Dr. Louisa Lavy, a neurologist specializing in Multiple Sclerosis (MS) at the Kootenai Medical Center in Coeur d'Alene, ID, spoke to MS/Cancer Support Group members about drug therapies for MS and why it is important to take charge of your disease.
Dr. Lavy said, “We know there is no cure for MS now, but many more therapies are available today to help manage the disease. These therapies may slow it down and help control symptoms.”
To help patients from a neurologist’s point of view, Lavy suggests that patients know how doctors determine if your drug is working and what they watch for. This knowledge will help you take charge in your treatment.
Lavy said, “Instead of a watch-and-wait approach, which is what we used to do before therapies were available, we are now much more proactive about preventing disease progression.”
Patients have different types and stages of MS, which determines treatment response and how we treat. Early MS patient treatment is different than late MS treatment.
“It is important to know what type and stage of MS you have,” Dr. Lavy explained.
Diagnosis of MS is a diagnosis of exclusion and can take a long time to rule out other diseases and processes that mimic MS. Some types of MS require a yearlong period of monitoring to confirm the diagnosis.
Physicians evaluate MS progression in several ways:
• Radiographic: Looking for new lesions, gadolinium-enhanced lesions, or loss of brain or spinal cord tissue on MRI
• Electrophysiological: Measuring changes in nerve conduction in sensory or visual pathways
• Neurologic Exam: Measuring functional changes on exam (strength, sensation, coordination, balance, cognition, etc.)
• Clinical monitoring: Assessing the patient’s stability in terms of new symptoms and relapses
In recent years, several FDA-approved disease-modifying agents have become available in MS therapy. Dr. Lavy explained that a common course of action is escalating therapy, when treatment starts with safest drugs. If that fails, doctors will move to more effective drugs that unfortunately may have more side effects.
The U.S. Food and Drug Administration (FDA) approved drugs for the treatment of MS, six are considered first-line options. Of these, five are delivered by injection: Avonex® (interferon beta-1a); Betaseron® (interferon beta-1b); Copaxone® (glatiramer acetate); Extavia® (interferon beta-1b) and Rebif® (interferon beta-1a). GilenyaTM (fingolimod) is a capsule taken by mouth.
Dr.

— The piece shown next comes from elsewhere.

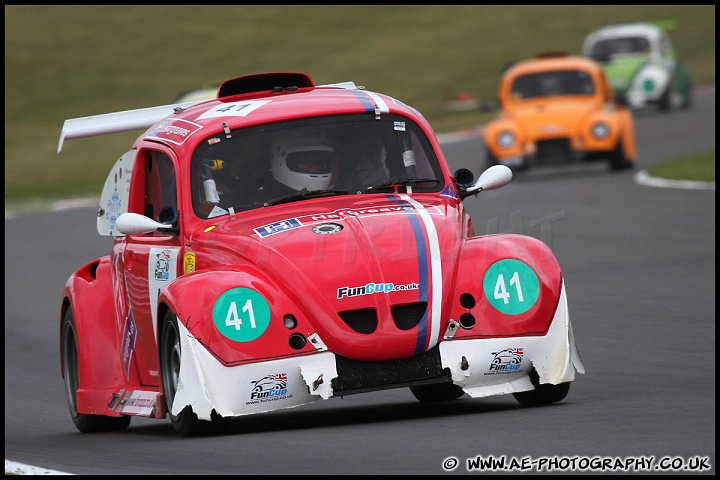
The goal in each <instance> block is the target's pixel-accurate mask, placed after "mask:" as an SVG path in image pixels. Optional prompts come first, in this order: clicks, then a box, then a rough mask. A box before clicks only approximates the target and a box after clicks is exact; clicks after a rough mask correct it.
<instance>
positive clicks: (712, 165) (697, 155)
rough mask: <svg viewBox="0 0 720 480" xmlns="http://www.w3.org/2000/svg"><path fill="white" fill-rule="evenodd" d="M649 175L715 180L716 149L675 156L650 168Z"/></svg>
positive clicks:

Lavy said, “The more you know about your MS, the more informed and involved you will be in your therapy treatment.”
Additional source: www.nationalmssociety.org
Four Courses of MS
Relapsing-remitting MS (RRMS)
With RRMS, the periods of attacks often last three weeks followed by the patient experiencing full or partial recovery with some disability. After the attack, the patient is in remission until the next attack.

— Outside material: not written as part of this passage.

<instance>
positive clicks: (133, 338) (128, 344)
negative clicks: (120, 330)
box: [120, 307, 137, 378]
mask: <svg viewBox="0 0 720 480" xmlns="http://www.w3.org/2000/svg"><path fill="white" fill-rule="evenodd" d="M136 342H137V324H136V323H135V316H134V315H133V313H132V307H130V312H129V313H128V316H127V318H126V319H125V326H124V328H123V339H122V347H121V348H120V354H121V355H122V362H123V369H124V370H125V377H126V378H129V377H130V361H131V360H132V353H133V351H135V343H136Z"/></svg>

Primary Progressive MS (PPMS)
PPMS disability progresses from the onset, without remissions or with occasional leveling off and temporary minor improvements and no acute attacks. Of those diagnosed, only 10 percent have PPMS. Often the diagnosis is made long after the patient has neurological symptoms and significant disability.

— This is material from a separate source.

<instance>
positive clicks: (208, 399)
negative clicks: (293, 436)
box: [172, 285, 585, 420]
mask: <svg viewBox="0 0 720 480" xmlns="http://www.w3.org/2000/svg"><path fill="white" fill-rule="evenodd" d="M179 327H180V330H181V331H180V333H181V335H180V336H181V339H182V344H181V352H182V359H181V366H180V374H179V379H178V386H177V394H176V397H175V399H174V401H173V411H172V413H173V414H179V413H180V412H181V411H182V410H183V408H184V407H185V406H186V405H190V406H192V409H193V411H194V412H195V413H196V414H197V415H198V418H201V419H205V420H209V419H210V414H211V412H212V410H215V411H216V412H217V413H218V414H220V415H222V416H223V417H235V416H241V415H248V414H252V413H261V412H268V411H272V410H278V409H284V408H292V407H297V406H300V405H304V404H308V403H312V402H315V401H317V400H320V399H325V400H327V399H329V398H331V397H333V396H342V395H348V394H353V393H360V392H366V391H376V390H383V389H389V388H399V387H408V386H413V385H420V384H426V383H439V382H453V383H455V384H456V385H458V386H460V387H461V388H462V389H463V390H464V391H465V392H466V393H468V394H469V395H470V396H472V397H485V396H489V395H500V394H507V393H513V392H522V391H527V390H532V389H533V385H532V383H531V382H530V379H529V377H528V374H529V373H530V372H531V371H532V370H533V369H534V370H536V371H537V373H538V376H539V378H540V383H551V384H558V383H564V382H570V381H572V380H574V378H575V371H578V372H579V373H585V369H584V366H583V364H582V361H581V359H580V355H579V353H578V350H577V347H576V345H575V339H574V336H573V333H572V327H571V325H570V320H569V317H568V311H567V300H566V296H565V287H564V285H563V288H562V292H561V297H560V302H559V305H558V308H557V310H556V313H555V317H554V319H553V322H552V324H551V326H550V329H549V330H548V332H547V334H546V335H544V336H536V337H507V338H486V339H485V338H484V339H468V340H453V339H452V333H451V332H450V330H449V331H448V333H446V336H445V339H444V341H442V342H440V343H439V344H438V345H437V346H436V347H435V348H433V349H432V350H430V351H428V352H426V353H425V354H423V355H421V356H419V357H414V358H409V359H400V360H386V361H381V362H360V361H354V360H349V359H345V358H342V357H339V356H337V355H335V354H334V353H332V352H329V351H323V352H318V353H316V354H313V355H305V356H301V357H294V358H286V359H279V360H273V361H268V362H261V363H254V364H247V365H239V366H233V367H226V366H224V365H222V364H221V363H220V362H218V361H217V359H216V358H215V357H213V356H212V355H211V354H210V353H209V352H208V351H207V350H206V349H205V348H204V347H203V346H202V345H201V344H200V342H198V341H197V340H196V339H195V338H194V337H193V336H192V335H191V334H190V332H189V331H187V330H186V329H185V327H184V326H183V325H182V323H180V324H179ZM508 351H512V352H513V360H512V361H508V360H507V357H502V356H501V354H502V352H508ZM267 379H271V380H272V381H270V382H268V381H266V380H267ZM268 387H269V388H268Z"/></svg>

Secondary-progressive MS (SPMS)
SPMS starts with a relapsing-remitting disease course and moves to a more progressive course. Patients have less recovery following attacks, persistently worsening functioning during and progressive disability. Of the 85 percent who start with relapsing-remitting disease, more than 50 percent will develop SPMS within 10 years and 90 percent within 25 years.
Progressive-Relapsing MS (PRMS)
PRMS is the least common disease course and shows disability progression from the start with acute relapses, with or without full recovery. Approximately five percent of people with MS have PRMS at diagnosis.